Le Tchad fait face à un moment décisif dans sa transition économique. Le gouvernement mise sur le plan « Tchad Connexion 2030 » pour réduire sa dépendance aux revenus pétroliers, jugés instables. Les partenaires internationaux, séduits par cette initiative, ont réitéré leur appui à N’Djamena. Cependant, la concrétisation des promesses financières reste incertaine, alors que les besoins du pays sont immenses.
Plusieurs défis majeurs entravent cette ambition. Le Tchad reste une économie enclavée, vulnérable aux fluctuations des prix du pétrole et aux crises sécuritaires aux frontières avec le Soudan et la Libye. Le budget national doit absorber des dépenses urgentes : sécurité, services publics et relance économique. Résultat, les marges de manœuvre sont limitées, et la dette extérieure pèse lourdement sur les finances publiques.
Tchad Connexion 2030 : le plan ambitieux pour une économie diversifiée
Le plan « Tchad Connexion 2030 » se présente comme un outil clé pour briser le cercle vicieux de la mono-dépendance. Il mise sur trois piliers : infrastructures, capital humain et transformation des secteurs agricoles. L’objectif ? Créer une économie connectée aux dynamiques régionales, du Cameroun jusqu’au bassin du lac Tchad. Les priorités incluent l’interconnexion énergétique, le déploiement de la fibre optique et la modernisation des infrastructures logistiques.
La réussite du projet dépendra de la capacité du gouvernement à exécuter ces chantiers avec rigueur. Le défi est de taille : l’administration tchadienne peine traditionnellement à absorber les fonds et à améliorer le climat des affaires. Sans avancées tangibles dans ces domaines, les annonces risquent de rester sans effet.

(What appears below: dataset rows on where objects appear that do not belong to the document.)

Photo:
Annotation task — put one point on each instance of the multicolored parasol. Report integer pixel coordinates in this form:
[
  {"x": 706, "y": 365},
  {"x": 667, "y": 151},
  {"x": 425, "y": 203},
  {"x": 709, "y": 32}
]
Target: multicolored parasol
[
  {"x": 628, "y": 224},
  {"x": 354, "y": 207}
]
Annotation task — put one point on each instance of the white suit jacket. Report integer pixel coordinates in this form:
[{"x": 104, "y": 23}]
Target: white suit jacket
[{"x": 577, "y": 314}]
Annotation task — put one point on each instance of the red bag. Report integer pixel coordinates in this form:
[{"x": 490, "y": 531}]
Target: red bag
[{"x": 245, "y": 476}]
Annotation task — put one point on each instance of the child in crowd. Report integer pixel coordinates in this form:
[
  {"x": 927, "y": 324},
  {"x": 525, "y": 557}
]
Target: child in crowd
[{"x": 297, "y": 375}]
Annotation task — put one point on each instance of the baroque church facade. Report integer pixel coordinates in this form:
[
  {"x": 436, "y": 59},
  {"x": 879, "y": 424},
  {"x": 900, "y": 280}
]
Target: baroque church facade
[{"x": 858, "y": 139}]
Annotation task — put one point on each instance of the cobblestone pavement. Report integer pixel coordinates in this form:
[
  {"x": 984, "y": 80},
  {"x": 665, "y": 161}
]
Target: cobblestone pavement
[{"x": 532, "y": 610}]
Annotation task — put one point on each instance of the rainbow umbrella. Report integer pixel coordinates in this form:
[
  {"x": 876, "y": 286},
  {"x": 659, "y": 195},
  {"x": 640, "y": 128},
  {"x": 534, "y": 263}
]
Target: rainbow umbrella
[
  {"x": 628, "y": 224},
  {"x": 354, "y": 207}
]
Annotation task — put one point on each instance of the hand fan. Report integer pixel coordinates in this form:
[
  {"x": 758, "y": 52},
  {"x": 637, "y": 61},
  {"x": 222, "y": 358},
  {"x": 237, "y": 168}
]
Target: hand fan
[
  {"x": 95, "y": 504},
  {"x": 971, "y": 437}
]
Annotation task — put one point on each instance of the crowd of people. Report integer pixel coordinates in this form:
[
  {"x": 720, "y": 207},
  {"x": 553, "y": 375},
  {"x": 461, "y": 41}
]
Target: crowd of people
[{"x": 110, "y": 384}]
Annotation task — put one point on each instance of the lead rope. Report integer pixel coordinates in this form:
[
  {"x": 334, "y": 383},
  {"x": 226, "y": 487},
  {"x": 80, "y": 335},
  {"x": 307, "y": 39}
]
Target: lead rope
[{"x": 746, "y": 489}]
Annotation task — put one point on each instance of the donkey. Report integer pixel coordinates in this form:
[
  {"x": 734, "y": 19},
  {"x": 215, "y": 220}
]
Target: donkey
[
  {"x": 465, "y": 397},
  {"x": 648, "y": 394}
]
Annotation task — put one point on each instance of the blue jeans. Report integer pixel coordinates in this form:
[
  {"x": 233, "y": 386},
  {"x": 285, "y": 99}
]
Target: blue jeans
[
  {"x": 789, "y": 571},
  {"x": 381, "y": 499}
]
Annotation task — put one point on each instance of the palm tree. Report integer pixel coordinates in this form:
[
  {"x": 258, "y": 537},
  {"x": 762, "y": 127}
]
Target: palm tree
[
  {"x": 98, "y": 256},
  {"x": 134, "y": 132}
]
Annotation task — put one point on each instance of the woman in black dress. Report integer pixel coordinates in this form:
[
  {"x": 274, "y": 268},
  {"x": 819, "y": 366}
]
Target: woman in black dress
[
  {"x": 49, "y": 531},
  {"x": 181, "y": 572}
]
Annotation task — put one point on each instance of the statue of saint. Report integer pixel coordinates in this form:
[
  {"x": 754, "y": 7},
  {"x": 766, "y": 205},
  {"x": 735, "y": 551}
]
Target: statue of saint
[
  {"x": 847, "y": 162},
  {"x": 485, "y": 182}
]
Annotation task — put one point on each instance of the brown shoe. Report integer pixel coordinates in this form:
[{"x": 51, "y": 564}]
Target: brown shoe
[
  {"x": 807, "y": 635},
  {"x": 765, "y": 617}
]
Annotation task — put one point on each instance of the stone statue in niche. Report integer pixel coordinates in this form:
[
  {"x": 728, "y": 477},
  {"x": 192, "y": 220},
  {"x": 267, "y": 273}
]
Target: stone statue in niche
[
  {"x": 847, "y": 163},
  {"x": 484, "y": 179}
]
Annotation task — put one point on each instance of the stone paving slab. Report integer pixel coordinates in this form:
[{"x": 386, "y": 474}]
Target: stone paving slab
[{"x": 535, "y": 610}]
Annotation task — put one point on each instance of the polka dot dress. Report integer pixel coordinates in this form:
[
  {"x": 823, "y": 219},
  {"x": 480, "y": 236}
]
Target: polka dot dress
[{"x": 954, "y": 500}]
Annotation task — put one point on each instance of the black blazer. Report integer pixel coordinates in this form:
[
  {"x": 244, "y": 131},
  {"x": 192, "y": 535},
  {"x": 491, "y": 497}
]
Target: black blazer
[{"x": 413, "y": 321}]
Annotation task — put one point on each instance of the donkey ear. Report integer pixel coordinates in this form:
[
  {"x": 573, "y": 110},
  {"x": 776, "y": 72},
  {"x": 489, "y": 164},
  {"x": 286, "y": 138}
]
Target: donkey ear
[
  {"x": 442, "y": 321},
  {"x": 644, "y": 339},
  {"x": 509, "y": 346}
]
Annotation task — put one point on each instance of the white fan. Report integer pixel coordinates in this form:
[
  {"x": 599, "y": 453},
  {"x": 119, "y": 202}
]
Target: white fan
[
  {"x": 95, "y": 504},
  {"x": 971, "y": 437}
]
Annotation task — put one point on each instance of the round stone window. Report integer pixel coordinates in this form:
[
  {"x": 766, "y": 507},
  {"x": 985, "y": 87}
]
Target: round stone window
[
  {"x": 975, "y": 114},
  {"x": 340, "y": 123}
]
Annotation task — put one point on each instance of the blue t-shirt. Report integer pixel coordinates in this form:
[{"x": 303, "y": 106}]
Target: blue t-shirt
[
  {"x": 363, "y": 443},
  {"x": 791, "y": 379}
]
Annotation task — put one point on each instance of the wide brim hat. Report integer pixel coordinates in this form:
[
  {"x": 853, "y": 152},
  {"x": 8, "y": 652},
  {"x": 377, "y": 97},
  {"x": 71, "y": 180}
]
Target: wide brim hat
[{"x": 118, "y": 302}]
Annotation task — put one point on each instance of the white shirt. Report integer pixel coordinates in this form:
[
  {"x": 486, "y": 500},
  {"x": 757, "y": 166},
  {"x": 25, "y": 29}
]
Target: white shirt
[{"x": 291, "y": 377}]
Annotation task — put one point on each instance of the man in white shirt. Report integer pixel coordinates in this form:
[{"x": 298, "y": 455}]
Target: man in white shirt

Partenaires extérieurs : soutien conditionnel et exigences renforcées
La position géopolitique du Tchad attire l’attention des bailleurs internationaux. Alors que le Sahel central s’éloigne des sphères d’influence occidentales, N’Djamena devient un partenaire clé pour les diplomaties européenne et américaine. Cette opportunité se traduit par des engagements accrus en matière de financement et d’appui budgétaire.
Mais cette confiance n’est pas aveugle. Les institutions multilatérales et les donateurs bilatéraux surveillent de près la gestion des finances publiques, la transparence des marchés et l’endettement. Le Fonds monétaire international et la Banque mondiale exigent des réformes structurelles, notamment pour élargir l’assiette fiscale. Dans un pays où l’économie informelle domine, cette tâche s’annonce ardue.
Les obstacles persistants à la croissance
Plusieurs freins menacent la réalisation des objectifs fixés. La croissance démographique rapide, le faible niveau d’éducation et le manque d’infrastructures sociales limitent la productivité. Le secteur privé formel reste sous-développé, dominé par quelques acteurs aux capacités limitées. Par ailleurs, la volatilité des cours du pétrole expose le budget à des ajustements constants, fragilisant la planification économique.
La sécurité représente un autre défi de taille. Les tensions aux frontières, l’afflux de déplacés en provenance du Soudan et la lutte contre les groupes armés dans le bassin du lac Tchad absorbent des ressources qui pourraient servir à l’investissement. Toute détérioration de la situation sécuritaire remettrait en cause les arbitrages du plan 2030.
Le gouvernement tchadien doit transformer cette fenêtre d’opportunité en résultats concrets. Les mois à venir seront déterminants pour savoir si « Tchad Connexion 2030 » deviendra une réalité ou restera un simple document stratégique.